On 19 May 2015, McClenaghan joined Middlesex as an overseas player for their final six T20 Blast group matches, replacing South African Kyle Abbott from the end of June 2015. He made his debut against Sussex at Lord's on 2 July 2015 and took eight wickets in four appearances, including 3/24 on his debut.

McClenaghan was the leading wicket-taker for Auckland in the 2018–19 Ford Trophy, with fifteen dismissals in nine matches.

===T20 franchise career===
McClenaghan made his Indian Premier League debut in 2015, when he was bought by Mumbai Indians and took 14 wickets at a bowling average of 22.50 runs per wicket in 10 appearances. He played with the franchise in the 2016 and 2017 editions. After going unsold in the 2018 auction, McClenaghan was selected by the Mumbai Indians as a replacement for the injured Jason Behrendorff.

In September 2018, McClenaghan was named in Nangarhar's squad in the first edition of the Afghanistan Premier League tournament.

In September 2022, he was selected to play for the Gujarat Giants franchise team in the 2022 Legends League Cricket. And In 2023 he was selected by Manipal Tigers.

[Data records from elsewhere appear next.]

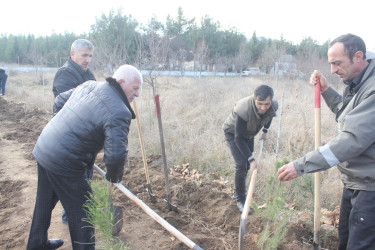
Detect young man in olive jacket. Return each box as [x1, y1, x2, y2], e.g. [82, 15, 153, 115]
[223, 85, 278, 213]
[27, 65, 142, 250]
[278, 34, 375, 249]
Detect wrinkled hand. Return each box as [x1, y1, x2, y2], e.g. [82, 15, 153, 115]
[260, 132, 268, 141]
[310, 70, 329, 93]
[277, 162, 298, 181]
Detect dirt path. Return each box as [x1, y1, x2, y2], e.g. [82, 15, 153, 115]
[0, 96, 338, 249]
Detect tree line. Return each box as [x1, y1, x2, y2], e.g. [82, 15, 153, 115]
[0, 7, 330, 74]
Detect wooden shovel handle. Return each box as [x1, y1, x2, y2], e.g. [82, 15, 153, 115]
[314, 77, 321, 247]
[133, 100, 151, 184]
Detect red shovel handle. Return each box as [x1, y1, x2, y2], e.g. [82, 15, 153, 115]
[314, 78, 321, 108]
[155, 94, 161, 118]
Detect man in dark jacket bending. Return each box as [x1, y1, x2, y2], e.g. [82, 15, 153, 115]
[27, 64, 143, 250]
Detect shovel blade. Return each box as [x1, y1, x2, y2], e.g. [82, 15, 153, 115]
[112, 206, 123, 236]
[164, 198, 178, 213]
[238, 217, 246, 250]
[146, 184, 157, 204]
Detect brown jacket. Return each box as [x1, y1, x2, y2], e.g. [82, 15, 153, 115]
[222, 95, 278, 136]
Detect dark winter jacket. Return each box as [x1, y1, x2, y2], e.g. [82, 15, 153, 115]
[294, 59, 375, 191]
[33, 78, 135, 183]
[52, 57, 96, 97]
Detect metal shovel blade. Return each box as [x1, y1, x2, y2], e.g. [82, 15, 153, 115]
[164, 195, 178, 213]
[112, 205, 123, 236]
[147, 183, 157, 204]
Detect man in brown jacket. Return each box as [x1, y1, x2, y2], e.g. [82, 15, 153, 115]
[223, 85, 278, 213]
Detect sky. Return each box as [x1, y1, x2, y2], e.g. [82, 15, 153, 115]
[2, 0, 375, 51]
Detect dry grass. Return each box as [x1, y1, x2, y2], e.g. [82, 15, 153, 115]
[3, 68, 344, 210]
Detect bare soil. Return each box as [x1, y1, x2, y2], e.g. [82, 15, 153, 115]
[0, 96, 338, 249]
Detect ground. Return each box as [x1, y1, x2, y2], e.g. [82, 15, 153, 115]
[0, 97, 338, 250]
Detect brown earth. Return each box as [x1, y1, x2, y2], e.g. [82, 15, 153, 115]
[0, 96, 338, 250]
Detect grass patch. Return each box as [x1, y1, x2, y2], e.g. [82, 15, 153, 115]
[84, 178, 128, 250]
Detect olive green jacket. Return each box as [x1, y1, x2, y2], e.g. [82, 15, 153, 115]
[222, 95, 278, 136]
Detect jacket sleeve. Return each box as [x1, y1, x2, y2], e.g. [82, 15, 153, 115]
[234, 115, 253, 160]
[321, 87, 343, 115]
[294, 92, 375, 175]
[103, 111, 131, 183]
[53, 69, 80, 97]
[53, 88, 75, 115]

==Records and achievements==
- Best bowling figures by a New Zealand ODI debutant (4-20).
- Only the second New Zealander after Dayle Hadlee to take four wickets on ODI debut.
- Second highest wicket-taker in the 2013 Champions Trophy (11).
- Fastest New Zealander and joint second fastest of all time to reach 50 ODI wickets in terms of matches (23).